Thanks. I probably should have been more clear, I've done a test run of the actual cake, I've just never transported one bigger than a 10, and so far only a 3 tier.

So you think I should transport it stacked then? Im just being a crazy person?! icon_lol.gif

artscallion Posted 28 Aug 2010 , 2:43pm
post #5 of 14
Quote:
Originally Posted by lejess



Thanks. I probably should have been more clear, I've done a test run of the actual cake, I've just never transported one bigger than a 10, and so far only a 3 tier.




I think she meant a test run that included transporting a cake that size.

artsycakes14 Posted 28 Aug 2010 , 2:55pm
post #6 of 14

You will be fine!!! I always get nervous and have those thoughts of disaster.
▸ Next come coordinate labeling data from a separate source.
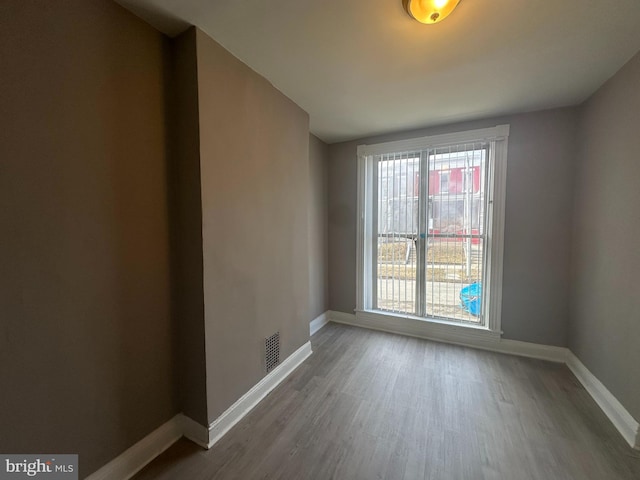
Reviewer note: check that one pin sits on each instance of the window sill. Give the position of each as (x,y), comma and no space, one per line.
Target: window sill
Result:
(431,329)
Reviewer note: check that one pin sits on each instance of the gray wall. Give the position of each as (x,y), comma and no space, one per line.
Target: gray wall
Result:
(85,337)
(186,227)
(318,228)
(605,323)
(254,149)
(540,180)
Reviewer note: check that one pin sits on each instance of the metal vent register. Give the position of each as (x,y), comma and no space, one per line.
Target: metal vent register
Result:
(272,351)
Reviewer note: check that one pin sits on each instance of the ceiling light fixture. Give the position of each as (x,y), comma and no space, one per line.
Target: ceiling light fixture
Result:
(429,11)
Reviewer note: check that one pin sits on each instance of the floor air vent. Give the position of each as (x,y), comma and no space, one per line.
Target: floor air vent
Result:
(272,351)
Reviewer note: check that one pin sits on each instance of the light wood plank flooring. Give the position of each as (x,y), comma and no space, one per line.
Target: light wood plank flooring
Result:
(371,405)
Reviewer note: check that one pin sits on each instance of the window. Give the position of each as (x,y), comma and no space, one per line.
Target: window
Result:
(430,233)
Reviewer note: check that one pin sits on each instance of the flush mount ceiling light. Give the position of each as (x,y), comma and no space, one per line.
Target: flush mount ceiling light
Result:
(429,11)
But your cakes are great and you can definitely handle this. If you can have someone drive and sit in the back with the cake (just incase). This is always nerve racking but as long as you you build the cake properly, you will be fine!
Good luck!

lejess Posted 28 Aug 2010 , 2:58pm
post #7 of 14
Quote:
Originally Posted by tarheelgirl

I use SPS so my cakes are always delivered fully stacked and chilled. As long as I can lift it.. its stacked and ready for drop off. Use something non-skid under your cake so it will not slide around. I also blast the a/c in the van and keep it as cool as possible. I always have a bag with "repair" tools. Good luck! Happy cake vibes coming your way!!




Thank you. That answers my questions.

Im just very nervous and want to prevent disasters. I've practiced over and over and run it through my mind a million times, just wanted some reassurance and to learn what is typically done, since I am new to doing weddings. As I'm sure everyone on here has been at one time or another.

luddroth Posted 28 Aug 2010 , 3:11pm
post #8 of 14

Are you using SPS? I hope so.... it takes so much of the worry out of transporting.

uniquecreations Posted 28 Aug 2010 , 3:18pm
post #9 of 14

You will be fine I know I'm like that about any cake that I do except sheet cakes, but I bought the cake safe and it is awesome, it's a little pricey but so worth it for me and plus I have the SPS sytem as well that I can use, but it will be ok congratulations on your first wedding cake, I am getting ready to upload a picture of my first wedding cake I have to deliver today

nonilm Posted 28 Aug 2010 , 3:45pm
post #10 of 14

If your cake is buttercream and you can chill it beforehand that really helps to "make everything solid".

Have you traveled the route you have to travel? I recently delivered a 4 tier and thought it will be OK it's all highway. Well after 50 minutes of jiggle, jiggle, jiggle we made it with only a little settling but I was nervous the whole way!

I have taken a 3 tier stacked cake and tried to tilt it before. I used the Wilton plates and pillars and it was actually very stable. This just helped me understand how far I could tilt safely, I have a VERY steep driveway!

I think delivery is the most stressful part. Best of luck!

dreamcakesmom Posted 28 Aug 2010 , 4:13pm
post #11 of 14

I took on my first 4 tier recently and thanks to SPS I stacked 3 tiers (all that I could carry without breaking my back) chilled it well and had not a problem!

Neese003 Posted 28 Aug 2010 , 9:14pm
post #12 of 14

SPS?

KayMc Posted 28 Aug 2010 , 10:02pm
post #13 of 14

Neese003,
It's a transport system. Check out one of the stickies at the top of the boards here.

indydebi Posted 28 Aug 2010 , 10:19pm
post #14 of 14

if you deliver it already assembled, just be sure you can pick it up. it will be heavy.

Yes, it is 'normal' for a cake to be assembled onsite. I only recently started delivering some cakes preassembled so assembly-on-site was my SOP for over 25 years.